In SAS we will be working with two types of variables
a) Qualitative OR Categorical - Non Numeric generally, like name, color etc. No mathematical calculations can be performed on them. b) Quantitative - Numeric. Mathematical calculations CAN be performed on them.
These can further be divided:
Qualitative / Categorical a) Nominal -> Named variables, like Green Juice. Names of people. These are the ones which have NO SPECIFIC ORDER B) Ordinal -> Manually assigned labels, like glass half full etc. They have a logical Order
Quantitative a) Continuous -> Which can only be measured and not counted B) Discreet -> Which can be counted but not measured
Now, lets us do our first exercise, please answer the variable types below
- Number of students in a class:
- Hair Color:
- Income (classified as Low, Med, High)
- Number on back of footballer’s T shirts
- Height of Tress
- Name of Persons
- Length of time light bulbs can burn for
- Number of phone calls
Let us answer these now.
- No. of students is Numeric, and countable – Quantitative and Discreet
- Hair Color – Its preNAMED as Brown, black, white etc – Qualitative and Nominal
- Income (classified as Low, Med, High) – This we are classifying – Qualitative and Ordinal
- Number on back of footballer’s T shirt – Already pre defined and as such numbers like “7” on Ronaldo and “10” on Messi though sounding like Numeric, but we can’t do any mathematical calculations on them. Like 10+7 /2 = 17/2 = 8.5, it makes no sense. Hence, it is Qualitative and Nominal. Plus note that these really have no order!

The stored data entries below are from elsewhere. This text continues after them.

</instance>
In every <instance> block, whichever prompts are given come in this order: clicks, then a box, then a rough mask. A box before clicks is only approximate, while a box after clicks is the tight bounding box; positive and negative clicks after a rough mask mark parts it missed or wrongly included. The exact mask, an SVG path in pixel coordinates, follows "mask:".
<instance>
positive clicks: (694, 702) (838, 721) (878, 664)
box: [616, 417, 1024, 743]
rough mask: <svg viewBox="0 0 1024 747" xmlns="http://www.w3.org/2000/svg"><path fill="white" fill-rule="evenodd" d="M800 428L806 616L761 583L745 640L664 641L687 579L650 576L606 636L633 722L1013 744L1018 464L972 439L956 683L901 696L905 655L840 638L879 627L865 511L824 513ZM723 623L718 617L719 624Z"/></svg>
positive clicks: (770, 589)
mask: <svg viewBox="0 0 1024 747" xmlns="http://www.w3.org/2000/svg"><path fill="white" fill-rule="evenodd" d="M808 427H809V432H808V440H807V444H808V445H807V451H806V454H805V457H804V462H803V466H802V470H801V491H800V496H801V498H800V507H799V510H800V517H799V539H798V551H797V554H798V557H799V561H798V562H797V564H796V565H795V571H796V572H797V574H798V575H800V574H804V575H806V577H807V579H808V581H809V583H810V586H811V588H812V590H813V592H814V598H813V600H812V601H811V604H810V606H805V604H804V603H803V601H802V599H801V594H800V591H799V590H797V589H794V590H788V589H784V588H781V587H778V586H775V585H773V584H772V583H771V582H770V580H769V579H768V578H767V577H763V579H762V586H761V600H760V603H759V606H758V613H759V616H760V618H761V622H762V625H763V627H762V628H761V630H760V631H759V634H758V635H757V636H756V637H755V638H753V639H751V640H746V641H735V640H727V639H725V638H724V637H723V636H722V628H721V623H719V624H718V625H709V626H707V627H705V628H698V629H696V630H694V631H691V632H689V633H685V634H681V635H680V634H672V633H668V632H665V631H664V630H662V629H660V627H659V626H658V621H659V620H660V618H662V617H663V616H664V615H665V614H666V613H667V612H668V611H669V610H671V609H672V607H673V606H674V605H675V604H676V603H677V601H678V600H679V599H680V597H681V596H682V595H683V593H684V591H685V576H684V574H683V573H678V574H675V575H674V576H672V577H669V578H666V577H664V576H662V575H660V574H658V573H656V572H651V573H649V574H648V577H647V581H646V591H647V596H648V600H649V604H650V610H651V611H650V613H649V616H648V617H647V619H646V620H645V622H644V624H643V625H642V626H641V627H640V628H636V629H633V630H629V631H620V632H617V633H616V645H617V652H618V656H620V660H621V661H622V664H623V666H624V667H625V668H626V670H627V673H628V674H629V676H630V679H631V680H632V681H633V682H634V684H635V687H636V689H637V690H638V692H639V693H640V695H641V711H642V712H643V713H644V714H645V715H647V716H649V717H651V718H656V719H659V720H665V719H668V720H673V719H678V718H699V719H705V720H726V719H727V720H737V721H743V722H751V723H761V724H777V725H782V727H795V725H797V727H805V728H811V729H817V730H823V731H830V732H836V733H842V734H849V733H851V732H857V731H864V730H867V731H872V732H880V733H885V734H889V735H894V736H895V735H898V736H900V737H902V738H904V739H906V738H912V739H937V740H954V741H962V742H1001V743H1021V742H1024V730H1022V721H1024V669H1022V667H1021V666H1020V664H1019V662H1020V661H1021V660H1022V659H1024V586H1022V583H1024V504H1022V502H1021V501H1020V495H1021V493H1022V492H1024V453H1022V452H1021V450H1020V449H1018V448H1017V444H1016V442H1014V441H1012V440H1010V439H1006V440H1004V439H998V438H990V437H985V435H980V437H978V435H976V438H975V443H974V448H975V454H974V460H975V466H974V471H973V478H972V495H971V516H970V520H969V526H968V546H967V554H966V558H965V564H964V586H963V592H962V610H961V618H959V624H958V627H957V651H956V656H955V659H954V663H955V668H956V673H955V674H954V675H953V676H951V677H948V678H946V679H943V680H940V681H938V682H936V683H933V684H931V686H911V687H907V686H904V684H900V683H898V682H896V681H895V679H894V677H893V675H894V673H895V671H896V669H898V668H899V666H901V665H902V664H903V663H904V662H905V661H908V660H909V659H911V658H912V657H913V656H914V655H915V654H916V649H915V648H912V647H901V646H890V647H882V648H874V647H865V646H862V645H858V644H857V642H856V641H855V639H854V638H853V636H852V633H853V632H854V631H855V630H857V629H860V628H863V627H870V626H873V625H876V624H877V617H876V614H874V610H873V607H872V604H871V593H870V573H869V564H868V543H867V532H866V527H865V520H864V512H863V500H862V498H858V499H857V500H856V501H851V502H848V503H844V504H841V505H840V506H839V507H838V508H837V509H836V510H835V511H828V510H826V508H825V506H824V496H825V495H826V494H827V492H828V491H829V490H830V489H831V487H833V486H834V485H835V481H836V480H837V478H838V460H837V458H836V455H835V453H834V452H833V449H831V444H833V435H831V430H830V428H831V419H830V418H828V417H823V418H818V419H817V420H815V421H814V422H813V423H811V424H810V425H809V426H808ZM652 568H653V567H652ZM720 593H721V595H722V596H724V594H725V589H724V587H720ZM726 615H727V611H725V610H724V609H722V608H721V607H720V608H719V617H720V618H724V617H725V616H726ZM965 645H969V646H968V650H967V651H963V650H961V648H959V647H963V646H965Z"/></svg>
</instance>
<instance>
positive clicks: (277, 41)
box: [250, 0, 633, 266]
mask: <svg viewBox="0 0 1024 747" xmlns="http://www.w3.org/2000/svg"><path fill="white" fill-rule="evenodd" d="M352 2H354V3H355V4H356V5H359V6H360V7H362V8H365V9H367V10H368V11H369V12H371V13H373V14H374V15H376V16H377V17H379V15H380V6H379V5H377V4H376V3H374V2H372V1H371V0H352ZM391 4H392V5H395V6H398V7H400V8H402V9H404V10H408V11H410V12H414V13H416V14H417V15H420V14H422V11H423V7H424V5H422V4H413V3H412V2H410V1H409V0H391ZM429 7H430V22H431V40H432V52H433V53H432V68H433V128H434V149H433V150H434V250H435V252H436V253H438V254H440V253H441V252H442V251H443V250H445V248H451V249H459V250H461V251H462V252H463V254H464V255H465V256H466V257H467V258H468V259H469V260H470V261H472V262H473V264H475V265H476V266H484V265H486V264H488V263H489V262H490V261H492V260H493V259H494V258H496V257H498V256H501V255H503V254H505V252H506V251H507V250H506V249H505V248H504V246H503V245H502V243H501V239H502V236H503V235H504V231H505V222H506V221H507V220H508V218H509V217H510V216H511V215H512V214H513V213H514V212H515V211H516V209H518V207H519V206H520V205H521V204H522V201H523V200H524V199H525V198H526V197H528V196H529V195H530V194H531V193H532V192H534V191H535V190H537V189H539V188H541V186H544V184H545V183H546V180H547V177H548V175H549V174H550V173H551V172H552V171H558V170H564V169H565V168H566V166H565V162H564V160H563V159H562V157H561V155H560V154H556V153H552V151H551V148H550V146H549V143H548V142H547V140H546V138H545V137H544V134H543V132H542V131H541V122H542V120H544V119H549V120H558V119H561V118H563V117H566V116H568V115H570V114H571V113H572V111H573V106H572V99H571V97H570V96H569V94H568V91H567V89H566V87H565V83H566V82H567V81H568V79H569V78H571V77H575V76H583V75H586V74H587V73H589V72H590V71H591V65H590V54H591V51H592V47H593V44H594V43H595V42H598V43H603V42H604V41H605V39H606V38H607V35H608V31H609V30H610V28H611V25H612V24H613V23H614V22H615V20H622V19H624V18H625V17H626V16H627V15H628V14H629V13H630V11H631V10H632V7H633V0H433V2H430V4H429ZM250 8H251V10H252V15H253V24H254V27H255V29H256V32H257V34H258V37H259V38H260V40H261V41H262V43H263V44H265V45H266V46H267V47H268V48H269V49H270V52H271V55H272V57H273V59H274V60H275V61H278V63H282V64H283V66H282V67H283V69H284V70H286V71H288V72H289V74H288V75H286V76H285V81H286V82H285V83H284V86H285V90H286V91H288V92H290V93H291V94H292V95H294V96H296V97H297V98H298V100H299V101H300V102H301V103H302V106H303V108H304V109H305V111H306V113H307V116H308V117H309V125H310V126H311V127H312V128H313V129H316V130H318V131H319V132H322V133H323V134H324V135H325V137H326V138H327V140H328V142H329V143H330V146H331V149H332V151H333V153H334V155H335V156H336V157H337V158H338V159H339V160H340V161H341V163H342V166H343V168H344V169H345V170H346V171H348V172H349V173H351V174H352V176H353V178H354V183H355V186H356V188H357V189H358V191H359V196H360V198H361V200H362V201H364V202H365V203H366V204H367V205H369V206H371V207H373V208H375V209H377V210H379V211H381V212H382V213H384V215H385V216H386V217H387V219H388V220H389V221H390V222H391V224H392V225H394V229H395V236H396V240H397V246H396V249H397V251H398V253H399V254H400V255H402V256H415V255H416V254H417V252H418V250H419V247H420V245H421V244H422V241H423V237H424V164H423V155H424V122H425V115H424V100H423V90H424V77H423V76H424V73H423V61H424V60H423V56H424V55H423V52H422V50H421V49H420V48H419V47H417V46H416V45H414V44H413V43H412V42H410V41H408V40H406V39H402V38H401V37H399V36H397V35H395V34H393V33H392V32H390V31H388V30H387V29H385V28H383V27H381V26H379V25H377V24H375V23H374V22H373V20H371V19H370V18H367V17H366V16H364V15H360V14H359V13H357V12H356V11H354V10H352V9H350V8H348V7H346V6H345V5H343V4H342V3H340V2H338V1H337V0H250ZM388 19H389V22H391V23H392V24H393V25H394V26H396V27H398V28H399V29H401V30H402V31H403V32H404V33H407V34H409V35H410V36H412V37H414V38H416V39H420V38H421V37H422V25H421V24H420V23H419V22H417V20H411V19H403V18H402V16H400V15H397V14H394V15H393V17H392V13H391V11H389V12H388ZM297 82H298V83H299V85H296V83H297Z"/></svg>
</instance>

- Height of Tress – This we can measure: Quantitative and Continuous
- Name of Person – Named alteady – Qualitative and Nominal
- Length of time light bulbs can burn for: This we can measure: Quantitative and Continuous
- Number of phone calls – This we can count and get average etc – Quantitative and Discreet
SAS is NOT CaSe SenSItive.
This makes working on SAS easy, but learning SAS is altogether a different ball game 🙂
Every Statement in SAS ends with a “;” semicolon
In this first lecture, we will focus on Three SAS Keywords
Data: to create/import a data set in to SAS
Proc: to call a Pre Defined procedure of SAS
Run: To execute the previous step(s)
Let us create a simple data set:
data; a = 1; run;
As we run the above code, it creates a DataSet “DATA1” under the WORK library. We will understand libraries in a while. The output window shows that there is one column and one row.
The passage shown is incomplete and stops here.